Asmund woke up naked and alone. He opened his eyes to a patch of blue sky through a hole in the roof of a tiny hut. He could hear the roar of the sea and the screams of gulls and ravens. He felt hot but not feverish; someone had covered him with blankets he didn’t need. But he felt fine, whole, healed. He shoved off the blankets and sat up. He was stiff and sore like he’d slept too long and deeply after a hard battle. But the burning pain in his back was gone.
He found his clothes outside hanging over a rack near a banked fire built on the sand. They were still bloodstained and a little stiff with salt, but they smelled clean enough. As he dressed, he smelled something else—food. He was starving. He tore open a packet of leaves and seaweed smoking by the fire and found a long, fat salmon, cleaned and almost cooked. He devoured it down to white bone and silver skin, washing it down with fresh water from a leather bucket hanging nearby. While he ate, he looked around, assessing his surroundings.

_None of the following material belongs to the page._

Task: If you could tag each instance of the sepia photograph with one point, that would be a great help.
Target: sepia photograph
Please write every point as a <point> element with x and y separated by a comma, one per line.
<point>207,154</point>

The hut was built a stone’s throw back from a deep inlet, a gash in the sand that was slowly filling with the tide, and there was a sort of raft bobbing on the shallow water. Other than the hut and the raft, he saw no other sign of men, no dock, no village. But he had heard tell of men and women living in caves and sheltering in the trees along this wild coastline. He thought of the woman who had come to him in his dreams, but he didn’t expect to see her. He was still certain she hadn’t really been a woman at all but a fire spirit sent by the gods to save him.
When he finished the fish, he gave thanks to Odin and Freya for his deliverance and added another brief prayer to the wild goddess of this place, thanking her for taking pity on a stranger. “I am in your debt, lady,” he finished. “I will leave these lands and trouble your people no more.”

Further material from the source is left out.